NSA-Untersuchungsausschuß des Bundestags bekommt weitgehend geschwärzte Dokumente. Ein Gespräch mit Hans-Christian Ströbele *


Hans-Christian Ströbele ist Rechtsanwalt, Bundestagsabgeordneter der Grünen und dienstältestes Mitglied des Parlamentarischen Kontrollgremiums für die Geheimdienste.


Von den Akten, die dem NSA-Untersuchungsausschuß von der Bundesregierung zur Verfügung gestellt werden, wurden viele zu großen Teilen geschwärzt. Mit welcher Begründung?

Die Begründungen sind unterschiedlich und sehr pauschal. Zu Beginn eines Aktenordners gibt es immer den gleichen, mehrseitigen Text, in dem dann steht, daß die geschwärzten Teile den »Kernbereich der Bundesregierung« oder »andere Dienste« betreffen oder »Gefahr für Mitarbeiter« bestehe. Insgesamt gibt es fünf solcher Kategorien. Die jeweiligen Schwärzungen werden dann einfach mit einem Buchstaben bezeichnet, als Abkürzung für einen der Gründe.

Das ist grob rechtswidrig. Das Bundesverfassungsgericht hat in seiner Entscheidung zum BND-Untersuchungsausschuß 2009 ausdrücklich festgelegt, daß, wenn es schon Schwärzungen gibt, diese jeweils individuell auf den konkreten Text bezogen begründet werden müssen. Es muß auch eine Auseinandersetzung über diese Gründe stattfinden können.

Gibt es Gründe, die Sie nachvollziehen können?

Konkret kann ich das nicht sagen, weil ich ja nicht weiß, was geschwärzt wurde. Völlig absurd wird es, wenn in einer Geheimakte, die nur in der Geheimschutzstelle eingesehen werden kann, nach der absendenden Stelle steht: »Sehr geehrte Damen und Herren« und dann kommen vier komplett geschwärzte Seiten. Darunter steht nur noch »MfG«. Da fühlt man sich natürlich auf den Arm genommen und total frustriert.

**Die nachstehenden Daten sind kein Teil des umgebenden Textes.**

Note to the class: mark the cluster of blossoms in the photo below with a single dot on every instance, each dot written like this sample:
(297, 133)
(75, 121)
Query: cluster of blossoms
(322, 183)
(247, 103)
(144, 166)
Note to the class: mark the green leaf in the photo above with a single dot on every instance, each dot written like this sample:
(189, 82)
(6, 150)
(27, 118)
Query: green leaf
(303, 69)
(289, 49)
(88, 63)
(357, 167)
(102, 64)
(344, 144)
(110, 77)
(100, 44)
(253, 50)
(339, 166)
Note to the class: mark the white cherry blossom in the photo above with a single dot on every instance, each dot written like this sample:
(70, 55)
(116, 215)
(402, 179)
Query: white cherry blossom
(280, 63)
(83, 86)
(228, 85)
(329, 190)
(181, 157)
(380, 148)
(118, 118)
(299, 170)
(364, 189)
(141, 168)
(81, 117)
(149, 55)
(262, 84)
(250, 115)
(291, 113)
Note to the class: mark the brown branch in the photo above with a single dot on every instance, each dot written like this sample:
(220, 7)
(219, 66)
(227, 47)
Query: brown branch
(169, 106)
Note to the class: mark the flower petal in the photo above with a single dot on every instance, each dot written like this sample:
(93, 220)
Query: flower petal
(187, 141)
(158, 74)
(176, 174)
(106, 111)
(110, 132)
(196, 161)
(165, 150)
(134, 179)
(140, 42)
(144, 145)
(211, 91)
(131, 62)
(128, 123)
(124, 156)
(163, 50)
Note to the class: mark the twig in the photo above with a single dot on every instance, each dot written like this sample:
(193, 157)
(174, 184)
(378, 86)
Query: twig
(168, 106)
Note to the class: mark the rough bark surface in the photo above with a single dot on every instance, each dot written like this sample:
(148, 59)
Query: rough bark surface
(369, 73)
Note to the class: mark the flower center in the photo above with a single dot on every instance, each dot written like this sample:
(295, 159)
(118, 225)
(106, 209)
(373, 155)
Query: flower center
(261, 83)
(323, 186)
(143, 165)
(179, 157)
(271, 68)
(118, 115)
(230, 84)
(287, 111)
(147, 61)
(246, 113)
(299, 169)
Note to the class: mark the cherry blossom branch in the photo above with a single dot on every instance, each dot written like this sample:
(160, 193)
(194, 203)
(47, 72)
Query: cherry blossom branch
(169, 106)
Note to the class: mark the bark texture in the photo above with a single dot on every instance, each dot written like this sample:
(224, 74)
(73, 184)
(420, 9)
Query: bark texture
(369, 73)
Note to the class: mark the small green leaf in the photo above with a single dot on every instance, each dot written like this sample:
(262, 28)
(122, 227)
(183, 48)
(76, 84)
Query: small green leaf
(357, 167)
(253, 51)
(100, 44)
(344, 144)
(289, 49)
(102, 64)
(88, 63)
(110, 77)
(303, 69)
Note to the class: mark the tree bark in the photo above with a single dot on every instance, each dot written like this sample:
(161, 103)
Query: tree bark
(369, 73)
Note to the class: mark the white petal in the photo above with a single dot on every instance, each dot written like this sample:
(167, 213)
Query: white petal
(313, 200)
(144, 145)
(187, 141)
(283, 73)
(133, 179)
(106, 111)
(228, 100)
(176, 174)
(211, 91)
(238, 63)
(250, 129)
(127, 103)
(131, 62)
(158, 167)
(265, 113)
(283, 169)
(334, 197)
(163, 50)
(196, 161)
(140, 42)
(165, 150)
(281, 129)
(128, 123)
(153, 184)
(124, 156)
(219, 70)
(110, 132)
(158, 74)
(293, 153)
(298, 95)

Es gibt durchaus verständliche Gründe wie die Gefährdung von noch tätigen Leuten oder wirklich interne Regierungsbelange. Aber gar nicht nachvollziehen kann ich, daß alles geschwärzt ist, was ausländische Dienste betrifft. Denn darunter können ja nicht nur Schriftstücke fallen, sondern auch Gesprächsinhalte zwischen Deutschen und Amerikanern oder Briten, die aufgeschrieben wurden. Und genau das interessiert den Ausschuß nach seinem Auftrag: Was ist eigentlich mit der NSA oder anderen Diensten besprochen worden, und was wußte der BND, an wen hat er was weitergetragen? Hier steht insbesondere die Bundesregierung im Fokus.

Will die Bundesregierung etwas vertuschen?

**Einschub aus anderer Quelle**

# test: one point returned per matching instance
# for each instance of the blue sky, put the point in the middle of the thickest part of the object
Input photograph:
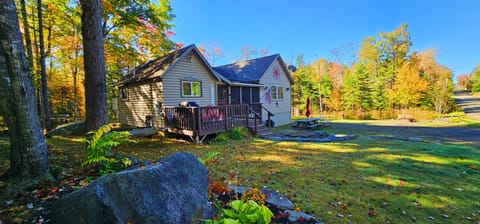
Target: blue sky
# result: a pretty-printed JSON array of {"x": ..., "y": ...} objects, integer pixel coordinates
[{"x": 315, "y": 28}]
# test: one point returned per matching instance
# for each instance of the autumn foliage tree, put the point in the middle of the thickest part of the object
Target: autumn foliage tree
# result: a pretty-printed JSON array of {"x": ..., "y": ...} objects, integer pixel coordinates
[
  {"x": 409, "y": 87},
  {"x": 385, "y": 77}
]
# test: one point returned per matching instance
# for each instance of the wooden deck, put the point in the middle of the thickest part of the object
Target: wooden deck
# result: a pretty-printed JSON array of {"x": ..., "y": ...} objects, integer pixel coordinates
[{"x": 198, "y": 122}]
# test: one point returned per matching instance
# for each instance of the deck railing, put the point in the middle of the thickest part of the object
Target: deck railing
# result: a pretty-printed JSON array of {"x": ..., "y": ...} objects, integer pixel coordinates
[{"x": 201, "y": 121}]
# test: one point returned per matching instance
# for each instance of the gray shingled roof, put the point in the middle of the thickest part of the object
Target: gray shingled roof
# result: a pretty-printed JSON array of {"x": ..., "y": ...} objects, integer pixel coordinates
[
  {"x": 149, "y": 70},
  {"x": 247, "y": 71}
]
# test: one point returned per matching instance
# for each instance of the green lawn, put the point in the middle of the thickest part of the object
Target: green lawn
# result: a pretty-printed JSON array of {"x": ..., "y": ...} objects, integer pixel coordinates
[{"x": 361, "y": 181}]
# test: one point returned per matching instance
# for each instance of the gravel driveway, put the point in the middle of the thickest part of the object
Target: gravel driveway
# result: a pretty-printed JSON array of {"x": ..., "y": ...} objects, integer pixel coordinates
[{"x": 425, "y": 130}]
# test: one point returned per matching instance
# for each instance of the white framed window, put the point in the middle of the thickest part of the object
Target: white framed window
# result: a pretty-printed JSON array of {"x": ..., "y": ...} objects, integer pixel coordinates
[
  {"x": 277, "y": 92},
  {"x": 124, "y": 94},
  {"x": 191, "y": 89}
]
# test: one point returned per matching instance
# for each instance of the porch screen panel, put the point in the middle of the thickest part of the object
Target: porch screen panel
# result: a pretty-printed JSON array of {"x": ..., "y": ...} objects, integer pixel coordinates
[
  {"x": 235, "y": 94},
  {"x": 245, "y": 94},
  {"x": 255, "y": 94}
]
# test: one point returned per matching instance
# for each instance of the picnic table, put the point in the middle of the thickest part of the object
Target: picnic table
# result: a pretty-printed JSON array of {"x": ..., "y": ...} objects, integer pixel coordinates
[{"x": 310, "y": 123}]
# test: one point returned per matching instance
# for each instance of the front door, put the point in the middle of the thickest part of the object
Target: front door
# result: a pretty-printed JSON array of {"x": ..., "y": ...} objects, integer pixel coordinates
[{"x": 222, "y": 95}]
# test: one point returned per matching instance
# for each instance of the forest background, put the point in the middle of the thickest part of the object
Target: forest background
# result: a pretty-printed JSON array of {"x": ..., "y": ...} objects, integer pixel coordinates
[{"x": 385, "y": 80}]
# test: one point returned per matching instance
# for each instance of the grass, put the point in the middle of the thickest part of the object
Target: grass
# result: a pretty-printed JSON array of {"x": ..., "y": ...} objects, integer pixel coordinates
[{"x": 361, "y": 181}]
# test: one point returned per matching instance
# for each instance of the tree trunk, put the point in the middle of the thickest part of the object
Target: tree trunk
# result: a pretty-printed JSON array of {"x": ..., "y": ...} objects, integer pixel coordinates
[
  {"x": 26, "y": 29},
  {"x": 75, "y": 74},
  {"x": 47, "y": 112},
  {"x": 94, "y": 63},
  {"x": 28, "y": 149}
]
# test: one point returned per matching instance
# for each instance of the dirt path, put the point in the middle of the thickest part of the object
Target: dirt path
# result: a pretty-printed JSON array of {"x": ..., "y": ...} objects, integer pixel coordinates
[
  {"x": 429, "y": 131},
  {"x": 403, "y": 129},
  {"x": 470, "y": 104}
]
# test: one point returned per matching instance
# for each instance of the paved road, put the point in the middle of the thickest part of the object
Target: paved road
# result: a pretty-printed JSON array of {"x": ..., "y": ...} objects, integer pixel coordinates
[
  {"x": 424, "y": 130},
  {"x": 470, "y": 104}
]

Auch das kann ich nicht sagen, weil ich es nicht lesen kann. Da ist jedenfalls nicht mal der Anschein einer Informationswiedergabe: Nach langem Lesen der Ordner frage ich mich: Was habe ich da eigentlich gesehen, und warum sind diese Akten geheim? Und kann nur mit dem Kopf schütteln. Deshalb haben wir fraktionsübergreifend zunächst eine ganze Liste an die Regierung geschickt, damit sie nochmals prüft und die Schwärzungen nachvollziehbar begründet.

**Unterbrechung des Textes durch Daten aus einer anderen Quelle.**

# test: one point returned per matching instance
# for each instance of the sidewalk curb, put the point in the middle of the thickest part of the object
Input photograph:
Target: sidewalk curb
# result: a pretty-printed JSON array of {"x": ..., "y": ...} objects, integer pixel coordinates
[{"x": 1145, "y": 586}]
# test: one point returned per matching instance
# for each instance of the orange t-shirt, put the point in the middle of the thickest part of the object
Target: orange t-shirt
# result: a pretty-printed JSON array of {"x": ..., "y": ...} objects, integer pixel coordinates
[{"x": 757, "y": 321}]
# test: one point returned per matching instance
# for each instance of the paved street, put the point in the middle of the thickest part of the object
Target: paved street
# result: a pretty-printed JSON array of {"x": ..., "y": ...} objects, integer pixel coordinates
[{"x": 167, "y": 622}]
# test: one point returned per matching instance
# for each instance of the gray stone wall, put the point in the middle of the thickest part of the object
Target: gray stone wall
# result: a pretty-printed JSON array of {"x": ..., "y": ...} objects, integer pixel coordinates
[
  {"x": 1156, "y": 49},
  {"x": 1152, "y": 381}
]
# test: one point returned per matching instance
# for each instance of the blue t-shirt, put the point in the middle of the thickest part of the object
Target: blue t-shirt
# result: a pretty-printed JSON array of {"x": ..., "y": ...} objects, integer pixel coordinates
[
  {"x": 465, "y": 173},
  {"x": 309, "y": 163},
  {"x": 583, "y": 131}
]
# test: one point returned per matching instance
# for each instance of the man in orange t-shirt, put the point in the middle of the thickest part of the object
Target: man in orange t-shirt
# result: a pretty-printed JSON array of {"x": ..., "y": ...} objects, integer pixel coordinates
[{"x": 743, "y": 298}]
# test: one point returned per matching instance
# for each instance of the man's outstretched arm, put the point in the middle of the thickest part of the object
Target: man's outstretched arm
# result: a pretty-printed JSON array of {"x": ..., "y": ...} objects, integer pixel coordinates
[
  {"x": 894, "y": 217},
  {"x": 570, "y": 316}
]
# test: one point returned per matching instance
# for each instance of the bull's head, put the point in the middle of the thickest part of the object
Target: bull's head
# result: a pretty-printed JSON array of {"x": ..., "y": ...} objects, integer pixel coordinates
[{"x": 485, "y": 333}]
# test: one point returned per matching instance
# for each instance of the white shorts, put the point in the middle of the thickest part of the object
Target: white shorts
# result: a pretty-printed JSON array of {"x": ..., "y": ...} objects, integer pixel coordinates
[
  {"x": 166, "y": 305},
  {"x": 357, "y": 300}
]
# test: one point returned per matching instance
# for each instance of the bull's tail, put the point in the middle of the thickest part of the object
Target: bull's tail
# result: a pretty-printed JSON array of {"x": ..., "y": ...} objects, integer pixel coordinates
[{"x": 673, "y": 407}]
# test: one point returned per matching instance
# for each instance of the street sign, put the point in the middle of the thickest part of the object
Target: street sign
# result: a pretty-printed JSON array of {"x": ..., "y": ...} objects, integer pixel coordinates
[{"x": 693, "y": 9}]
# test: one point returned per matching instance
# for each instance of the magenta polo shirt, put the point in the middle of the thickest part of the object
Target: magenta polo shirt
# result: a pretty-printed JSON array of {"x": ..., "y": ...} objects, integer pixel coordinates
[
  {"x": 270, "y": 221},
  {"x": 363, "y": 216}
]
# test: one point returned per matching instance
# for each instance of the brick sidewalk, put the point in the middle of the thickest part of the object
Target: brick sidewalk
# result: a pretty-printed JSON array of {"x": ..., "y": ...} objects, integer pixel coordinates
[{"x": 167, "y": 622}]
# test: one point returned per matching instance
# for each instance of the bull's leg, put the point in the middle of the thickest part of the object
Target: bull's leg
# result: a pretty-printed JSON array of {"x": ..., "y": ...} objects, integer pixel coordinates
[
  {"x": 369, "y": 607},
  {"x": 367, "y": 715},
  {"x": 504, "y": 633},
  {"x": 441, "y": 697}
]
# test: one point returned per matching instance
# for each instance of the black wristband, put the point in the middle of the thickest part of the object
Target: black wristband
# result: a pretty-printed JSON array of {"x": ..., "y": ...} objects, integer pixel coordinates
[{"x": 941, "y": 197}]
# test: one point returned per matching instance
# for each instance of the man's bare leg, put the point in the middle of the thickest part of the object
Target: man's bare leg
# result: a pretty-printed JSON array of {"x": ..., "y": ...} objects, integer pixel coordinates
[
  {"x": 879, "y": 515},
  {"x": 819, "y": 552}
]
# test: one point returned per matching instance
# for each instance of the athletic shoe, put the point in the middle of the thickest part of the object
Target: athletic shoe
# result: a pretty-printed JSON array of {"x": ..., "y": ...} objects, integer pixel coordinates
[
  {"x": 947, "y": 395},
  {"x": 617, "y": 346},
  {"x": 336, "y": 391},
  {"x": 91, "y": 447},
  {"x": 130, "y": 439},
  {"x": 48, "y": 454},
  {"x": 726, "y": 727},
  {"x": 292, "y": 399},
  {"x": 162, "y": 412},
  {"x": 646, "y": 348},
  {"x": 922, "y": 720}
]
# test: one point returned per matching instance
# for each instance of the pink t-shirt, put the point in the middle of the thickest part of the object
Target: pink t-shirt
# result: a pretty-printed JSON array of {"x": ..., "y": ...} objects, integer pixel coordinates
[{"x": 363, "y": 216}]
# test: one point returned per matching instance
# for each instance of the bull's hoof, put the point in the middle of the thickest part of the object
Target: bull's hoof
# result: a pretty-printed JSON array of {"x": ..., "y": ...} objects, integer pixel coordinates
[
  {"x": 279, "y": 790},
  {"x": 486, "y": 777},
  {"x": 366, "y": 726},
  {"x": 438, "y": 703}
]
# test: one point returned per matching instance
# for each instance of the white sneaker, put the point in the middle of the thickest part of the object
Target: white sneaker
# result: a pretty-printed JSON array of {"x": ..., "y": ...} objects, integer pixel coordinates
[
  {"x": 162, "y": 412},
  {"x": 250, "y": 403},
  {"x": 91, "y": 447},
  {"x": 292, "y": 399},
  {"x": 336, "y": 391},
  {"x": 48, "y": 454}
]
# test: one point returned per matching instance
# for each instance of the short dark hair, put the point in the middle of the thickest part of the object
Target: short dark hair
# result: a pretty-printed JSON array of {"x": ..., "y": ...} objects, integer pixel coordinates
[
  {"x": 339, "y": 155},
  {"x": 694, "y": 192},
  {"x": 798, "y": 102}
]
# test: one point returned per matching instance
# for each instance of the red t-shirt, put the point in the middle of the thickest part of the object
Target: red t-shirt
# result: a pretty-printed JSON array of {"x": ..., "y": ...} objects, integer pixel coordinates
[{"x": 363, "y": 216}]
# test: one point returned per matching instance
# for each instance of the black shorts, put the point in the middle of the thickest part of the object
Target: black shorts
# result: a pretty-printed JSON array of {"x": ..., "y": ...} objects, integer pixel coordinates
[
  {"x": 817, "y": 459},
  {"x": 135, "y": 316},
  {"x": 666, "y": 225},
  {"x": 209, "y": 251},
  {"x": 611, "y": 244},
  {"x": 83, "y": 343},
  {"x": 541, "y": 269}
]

Und wenn sie das nicht tut?

Wir hoffen immer noch, daß die Bundesregierung auch unter dem Druck der Öffentlichkeit in Teilen die geschwärzten Stellen offenlegt. Wenn das nicht geschieht, bleibt uns nur der Gang vor das Bundesverfassungsgericht, was wir auch tun werden. Problematisch hierbei ist, daß man das nicht heute beantragt und morgen die Entscheidung da ist. Ich bin sehr zuversichtlich, daß wir in der Sache Recht bekommen. Die Frage ist wann. Im besagten BND-Ausschuß haben wir die Entscheidung bekommen, als der Abschlußbericht schon fertig war. Es kann aber sein, daß es diesmal viel schneller geht, weil das Gericht die Grundsätze bereits festgelegt hat.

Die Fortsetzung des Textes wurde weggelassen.